Fernando Negro
EL NIÑO ACOGIDO Y BENDECIDO POR JESÚS
Todavía recuerdo aquel día. Era al comienzo de la primavera. Mis amigos y yo volvíamos de la sinagoga donde habíamos recibido algunas enseñanzas cerca de la Torah y jugábamos al escondite. Serían las 10:30 de la mañana durante el recreo.
Sí, recuerdo que había un grupo de gente alrededor de Jesús de Nazaret a la orilla de la calle que va al Templo de Jerusalén. Mientras jugábamos, uno de los amigos me perseguía a toda velocidad y, sin quererlo, me topé con el grupo de Jesús buscando entre ellos mi refugio. Algo dentro de mí decía que Jesús no me echaría afuera gritándome. Así que me acerqué a Él e intenté esconderme tras su túnica.
Me sentía excitado y mi respiración acelerada y congestionada por el cansancio y la emoción. Inmediatamente, sin saber cómo, sentí la mano de Pedro agarrándome por la solapa como si fuera a colgarme de la valla contigua. Los otros compañeros de Jesús me miraban con disgusto y gritaban contra mí: ‘¿Qué haces aquí? ¿Es que no ves que estamos hablando con el Maestro? Informaremos de esto al Rabí de la sinagoga y él sabrá lo que tiene que hacer contigo y con tus compañeros. Y ahora, largo de aquí. No queremos niños a nuestro alrededor’.
Pero Jesús me miró con una ternura que nunca antes había sentido de nadie, ni siquiera de mis padres a quienes amaba de todo corazón. Entonces se inclinó hacia mí, me sonrió ampliamente, abrió sus brazos y me invitó a acercarme a él diciéndome: ‘Ven, no tengas miedo. Ven’. Me sentía confundido mientras sus palabras se clavaban en mi interior como clavos en un madero.
Me di cuenta de que los discípulos de Jesús quedaron enmudecidos, nadie se atrevía a hablar. Y yo me acerqué a él; sentí el calor de su abrazo y luego colocó sus manos sobre mi cabeza mientras reprendía la actuación de sus compañeros: ‘?Por qué echáis a los niños?’
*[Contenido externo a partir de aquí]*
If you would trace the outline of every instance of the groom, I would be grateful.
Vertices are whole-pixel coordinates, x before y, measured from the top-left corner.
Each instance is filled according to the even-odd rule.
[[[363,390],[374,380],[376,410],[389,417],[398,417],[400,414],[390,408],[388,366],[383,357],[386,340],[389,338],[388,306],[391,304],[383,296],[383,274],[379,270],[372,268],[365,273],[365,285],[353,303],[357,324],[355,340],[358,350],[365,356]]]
Mientras decía esto, vi que Pedro quedó avergonzado con la cabeza baja. Y Jesús continúo hablando mientras ponía una mano alrededor de mí y señalaba con la otra a mis compañeros. Poco a poco se iban acercando y escucharon al Maestro decir: ‘Si no cambiáis y os hacéis como uno de estos niños, no entrareis en el Reino de los Cielos’. Yo no entendía aquella manera de hablar, pues ese lenguaje me resultaba difícil en aquel entonces, pero me sentí amado y orgulloso de ser yo mismo, me sentía especial y querido, como nunca antes lo había sentido.
Yo, que unos minutos antes estaba siendo regañado por los amigos de Jesús a causa de mi mala conducta, ahora Él me colocaba en medio de ellos y decía que yo era el modelo a seguir por todos aquellos que quieren entrar en el Reino del Cielo. Ahora que han pasado muchos años entiendo todo aquello. He crecido y madurado y estoy en el último tramo de la vida. Me hice seguidor de Jesús tras su muerte y resurrección. Mientras escuchaba la predicación de uno de los discípulos me sentí movido por dentro y decidí que también yo sería cristiano, seguidor de aquel hombre que me amó y dejó en mi corazón una marca imborrable de su presencia y de sus palabras: ‘Si no cambiáis y os hacéis como este niño…’
Constantemente repito estas palabras para mis adentros, ahora que mi cabello está lleno de canas blancas como la nieve. Viejo como soy, todavía oigo dentro de mi aquella invitación que él lanzó a sus amigos muchos años atrás: ‘Si no cambias y no os hacéis como este niño, no entrareis en el Reino del Cielo’ Ahora sí que entiendo. Aquel tierno niño abrazado por Jesús esta todavía vivo dentro de mí. Y mientras oigo su voz dentro de mí sigo dejándome acariciar y bendecir… Y la nostalgia del Reino me mantiene vivo y me llena de alegría.